El pitido de la maquina en la sala de terapia intensiva me indica que no queda mucho. El suero desciende lentamente, al igual que mis esperanzas de un regreso al punto inicial de un pasado en el que fui feliz. Pero no esa felicidad hipócrita en la que todo es color de rosa y los días son alegres y soleados. Sino esa que nos muestra que estamos vivos, que vamos por el sendero correcto y que si caemos, tenemos a alguien que nos ayuda a levantar.

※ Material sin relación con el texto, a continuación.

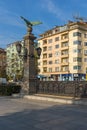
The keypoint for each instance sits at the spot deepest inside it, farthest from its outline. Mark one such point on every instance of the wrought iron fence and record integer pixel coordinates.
(68, 88)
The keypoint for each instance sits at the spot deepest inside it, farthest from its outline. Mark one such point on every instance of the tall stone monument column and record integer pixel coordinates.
(29, 82)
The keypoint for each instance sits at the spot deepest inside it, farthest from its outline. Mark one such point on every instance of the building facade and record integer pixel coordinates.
(2, 63)
(15, 67)
(64, 52)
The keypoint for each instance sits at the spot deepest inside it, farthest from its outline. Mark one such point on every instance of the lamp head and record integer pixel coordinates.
(18, 48)
(39, 51)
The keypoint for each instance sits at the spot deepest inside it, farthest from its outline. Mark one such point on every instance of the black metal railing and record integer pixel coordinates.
(63, 88)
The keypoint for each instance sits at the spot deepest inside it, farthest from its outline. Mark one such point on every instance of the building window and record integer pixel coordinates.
(44, 42)
(57, 46)
(85, 35)
(56, 39)
(50, 55)
(49, 40)
(50, 62)
(45, 69)
(77, 50)
(50, 48)
(44, 48)
(44, 55)
(56, 69)
(56, 61)
(85, 52)
(77, 42)
(56, 53)
(77, 59)
(85, 43)
(76, 34)
(85, 59)
(45, 62)
(64, 44)
(77, 67)
(50, 69)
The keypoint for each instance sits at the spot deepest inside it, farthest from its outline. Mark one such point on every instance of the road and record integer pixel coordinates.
(25, 114)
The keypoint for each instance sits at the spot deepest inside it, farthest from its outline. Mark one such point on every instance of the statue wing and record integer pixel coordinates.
(36, 23)
(28, 23)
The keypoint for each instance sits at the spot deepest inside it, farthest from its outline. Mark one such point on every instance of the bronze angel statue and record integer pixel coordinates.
(30, 24)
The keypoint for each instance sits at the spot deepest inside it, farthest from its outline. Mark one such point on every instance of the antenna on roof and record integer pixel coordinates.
(77, 17)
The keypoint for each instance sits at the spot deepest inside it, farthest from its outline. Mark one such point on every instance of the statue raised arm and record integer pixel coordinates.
(30, 24)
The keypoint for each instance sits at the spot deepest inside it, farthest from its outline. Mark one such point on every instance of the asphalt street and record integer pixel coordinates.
(25, 114)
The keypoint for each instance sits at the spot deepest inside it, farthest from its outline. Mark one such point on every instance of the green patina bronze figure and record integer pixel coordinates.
(30, 24)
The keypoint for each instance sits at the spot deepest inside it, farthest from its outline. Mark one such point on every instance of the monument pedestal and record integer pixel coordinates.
(29, 79)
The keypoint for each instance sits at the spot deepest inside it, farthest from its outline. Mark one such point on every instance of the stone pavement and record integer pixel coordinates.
(26, 114)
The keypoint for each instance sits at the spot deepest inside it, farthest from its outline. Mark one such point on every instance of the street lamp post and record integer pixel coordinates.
(29, 77)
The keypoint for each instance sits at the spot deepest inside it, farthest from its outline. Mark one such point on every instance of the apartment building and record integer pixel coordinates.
(64, 52)
(15, 67)
(2, 63)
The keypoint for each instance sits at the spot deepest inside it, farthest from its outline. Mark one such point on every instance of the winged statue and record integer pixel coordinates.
(30, 24)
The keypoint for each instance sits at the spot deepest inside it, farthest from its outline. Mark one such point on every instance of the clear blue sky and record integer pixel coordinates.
(50, 12)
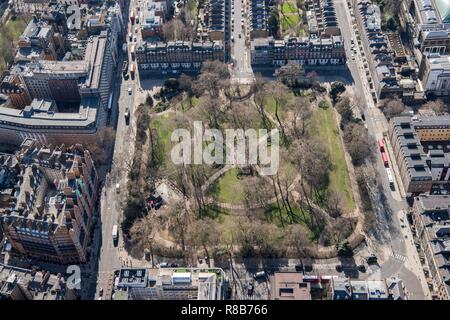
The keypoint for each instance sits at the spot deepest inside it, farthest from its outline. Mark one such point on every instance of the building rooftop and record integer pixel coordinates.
(289, 286)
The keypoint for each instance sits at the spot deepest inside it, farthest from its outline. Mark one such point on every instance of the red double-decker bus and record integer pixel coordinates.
(385, 159)
(381, 144)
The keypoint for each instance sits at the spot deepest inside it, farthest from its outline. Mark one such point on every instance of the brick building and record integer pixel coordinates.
(47, 201)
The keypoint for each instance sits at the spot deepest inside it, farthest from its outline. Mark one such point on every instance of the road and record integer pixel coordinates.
(111, 203)
(240, 53)
(389, 237)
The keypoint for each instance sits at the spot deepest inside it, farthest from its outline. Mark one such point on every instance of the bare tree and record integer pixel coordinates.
(297, 239)
(392, 107)
(143, 234)
(289, 73)
(204, 233)
(214, 77)
(357, 142)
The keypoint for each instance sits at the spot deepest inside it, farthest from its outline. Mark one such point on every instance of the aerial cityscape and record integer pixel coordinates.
(225, 150)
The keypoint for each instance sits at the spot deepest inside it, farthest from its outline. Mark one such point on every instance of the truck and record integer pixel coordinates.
(115, 233)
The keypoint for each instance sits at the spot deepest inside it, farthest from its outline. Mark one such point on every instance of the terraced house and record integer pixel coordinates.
(47, 201)
(177, 56)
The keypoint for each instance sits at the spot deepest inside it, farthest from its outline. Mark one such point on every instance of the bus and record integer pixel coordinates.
(385, 159)
(390, 178)
(381, 144)
(132, 70)
(132, 17)
(133, 51)
(115, 234)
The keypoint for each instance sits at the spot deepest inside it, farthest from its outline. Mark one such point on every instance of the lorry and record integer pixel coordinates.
(115, 234)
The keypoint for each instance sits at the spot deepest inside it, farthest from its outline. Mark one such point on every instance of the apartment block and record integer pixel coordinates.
(169, 284)
(419, 145)
(80, 89)
(431, 216)
(214, 15)
(47, 201)
(305, 51)
(289, 286)
(176, 56)
(350, 289)
(259, 16)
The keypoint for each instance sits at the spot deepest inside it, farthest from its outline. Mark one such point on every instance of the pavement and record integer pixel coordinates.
(240, 53)
(397, 253)
(108, 255)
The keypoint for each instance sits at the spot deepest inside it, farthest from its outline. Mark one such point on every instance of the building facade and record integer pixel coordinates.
(176, 56)
(432, 220)
(48, 199)
(305, 51)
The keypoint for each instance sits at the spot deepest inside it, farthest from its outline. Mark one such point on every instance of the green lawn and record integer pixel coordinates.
(270, 107)
(325, 128)
(11, 31)
(164, 126)
(288, 7)
(229, 188)
(186, 104)
(290, 21)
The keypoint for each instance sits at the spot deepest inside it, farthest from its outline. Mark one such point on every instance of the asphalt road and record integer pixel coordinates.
(403, 258)
(240, 53)
(112, 201)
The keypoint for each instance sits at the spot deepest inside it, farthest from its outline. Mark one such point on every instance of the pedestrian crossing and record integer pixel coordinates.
(398, 256)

Y es ella misma, la vida, que te arrebata de una u otra forma lo que te brindó. Como ese niño malcriado que al verte jugar con su juguete preferido te lo quita sin medir, dejándote inmerso en llanto.

Crecemos, maduramos y nos planteamos tantísimas veces como engañarla o, en su defecto, a su fiel compañero, el Destino…

Una enfermera entrada en edad me informa que no me resta mucho tiempo de visita y que debo apresurarme. Respiro profundo y le digo a mi abuelo Enrique:

-¿Por qué tenes que marcharte en este momento? ¿Cuándo más te necesito?

-Porque cumplí con lo que la vida ha requerido de mí. He tenido una gran estadía -sonrió-

-Pero…pero –tragué saliva- no quiero que ella te quite el último suspiro, te necesito a mi lado…

-Y yo siempre estaré ahí –volvió a sonreír-

-Sí, lo sé, de una forma metafísica pero yo –suspiré-  te necesito de otra forma.

-¿De qué forma? –tosió-

-De pequeño me enseñaste a valorar las pequeñas cosas, esas que pasan desapercibidas cuando uno se encuentra triste, me enseñaste a no descartar nada si aún tiene arreglo. A sobrevivir en un mundo tirano…y ahora me dejas solo, a la deriva…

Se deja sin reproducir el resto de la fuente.